GCSE Reforms: A Tale of Two (Confused) Issues
18th September 2012
The most puzzling thing about the GCSE reform announcements and consultation is how it conflates two entirely separate issues, yet no politicians so far seems to notice. That, or the Coalition are willfully blending two ideas together to make this seem like a more impressive reform than it actually is.
Here are the two separate issues raised by Gove, Clegg and the consultation:
(1) An interplay of the league table accountability system mixed with market-based exam companies has encouraged exam boards to design ‘easier’ specifications which teachers then move to so that students have a better chance of getting a C. In doing so this has caused a ‘spiral of decline’ and exams have got easier and easier.
(2) Currently about 35% of students don’t get a C in their GCSEs and this causes issues with their progression. Furthermore, these students sit an exam which has easier material on it, relevant only to G-C grades, and so even if the student does get a C it is (arguably) not commensurate with a C gained by someone sitting a harder paper.
These are two distinct problems. But, somehow, they have become inflated into one enormous ‘crisis of exams’ and – in Paragraph 3.7 – they even appear to be causally linked. The author of paragraph seems to suggest that because some exam boards have occasionally been lax in writing and controlling assessments this has caused students to struggle to proceed in their education. That’s ridiculous. While there are any number of reasons why students don’t get C grades – comprehension issues, valuing looking ‘cool’ over being smart, a hatred of writing, an inability to concentrate for 2 hours – the idea that their D grades are being caused by the administrative decisions of people sitting far away in an exam office is the kind of logic that could only be believed by someone sitting in a far away office.
So instead of conflating the two issues, let us instead be clear:
(1) Is there a problem with the accountability system and competing exam boards? Yes.
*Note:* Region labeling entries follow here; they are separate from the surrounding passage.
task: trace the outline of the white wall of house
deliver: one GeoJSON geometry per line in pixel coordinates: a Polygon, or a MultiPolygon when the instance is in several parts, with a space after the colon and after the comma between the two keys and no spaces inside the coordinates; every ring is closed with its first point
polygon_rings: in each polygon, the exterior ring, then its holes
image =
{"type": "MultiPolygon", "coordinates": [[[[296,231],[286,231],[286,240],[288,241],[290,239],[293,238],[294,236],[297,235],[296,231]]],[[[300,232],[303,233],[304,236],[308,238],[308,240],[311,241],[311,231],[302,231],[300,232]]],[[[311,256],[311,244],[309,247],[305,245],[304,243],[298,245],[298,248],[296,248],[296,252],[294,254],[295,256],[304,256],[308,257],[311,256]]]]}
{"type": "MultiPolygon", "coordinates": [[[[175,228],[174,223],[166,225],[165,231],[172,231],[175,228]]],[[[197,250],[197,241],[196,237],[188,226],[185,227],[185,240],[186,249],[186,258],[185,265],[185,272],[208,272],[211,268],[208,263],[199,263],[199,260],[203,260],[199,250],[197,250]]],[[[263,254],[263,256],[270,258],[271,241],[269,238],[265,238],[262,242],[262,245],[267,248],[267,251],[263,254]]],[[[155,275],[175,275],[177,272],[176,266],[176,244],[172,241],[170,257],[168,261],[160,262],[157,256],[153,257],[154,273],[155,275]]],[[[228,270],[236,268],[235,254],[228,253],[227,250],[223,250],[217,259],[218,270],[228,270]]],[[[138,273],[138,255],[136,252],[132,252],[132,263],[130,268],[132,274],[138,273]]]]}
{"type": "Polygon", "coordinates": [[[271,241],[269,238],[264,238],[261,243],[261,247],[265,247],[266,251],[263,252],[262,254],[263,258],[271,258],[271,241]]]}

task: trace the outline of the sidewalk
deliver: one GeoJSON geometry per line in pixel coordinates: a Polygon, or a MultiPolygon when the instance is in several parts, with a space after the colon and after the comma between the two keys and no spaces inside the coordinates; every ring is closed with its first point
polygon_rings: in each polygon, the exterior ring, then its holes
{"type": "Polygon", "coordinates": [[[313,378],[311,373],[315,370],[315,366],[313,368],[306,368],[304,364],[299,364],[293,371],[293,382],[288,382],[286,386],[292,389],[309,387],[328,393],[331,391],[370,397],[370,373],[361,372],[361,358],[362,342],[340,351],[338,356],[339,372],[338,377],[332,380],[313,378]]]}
(2) Does it cause students to miss out on Cs? No.
(3) Will the GCSE reforms help the issue of accountability and competing exam boards? Probably. Having one exam board for each subject means that as long as the tendering process works smoothly and as long as Ofqual learn how to regulate the ease of an exam across years, then a ‘dumbing down’ is less likely to occur (though not impossible). An even better consequence of this system is that once a tender for an exam is given over – say for 5 or 10 years – there should be no political interference until that contract expires so politicians can’t edge in and scrap a paper simply because they feel like it.
(4) Will the GCSE reforms help students at the lower end? The ones that Gove said had a “cap on their aspiration”? No. There’s absolutely categorically nothing in this paper that will help a student who is currently in the D-G range. Clegg can mumble on about helping ‘all children’ and ‘excluding none’ but that’s either because he hasn’t read this consultation paper or (more likely) he doesn’t really understand it. It is not because students haven’t studied the ‘A’ grade material that they do not get an A. They have not studied it because teachers are already spending all their time ensuring the student understands the foundational D-grade basics. Having the student sit in the hall and answer only the first four questions of a 25 question paper is not going to change that.
Not for the first time I am afraid that Gove has fallen foul of the Underpant Gnomes logic with an argument that appears to be: “Change exams…..mumbles….cleverer students” This sort of sloppy thinking about causation runs right throughout the reform announcements and I urge anyone writing a response to the consultation to make clear that we see the trick and we’re not buying it.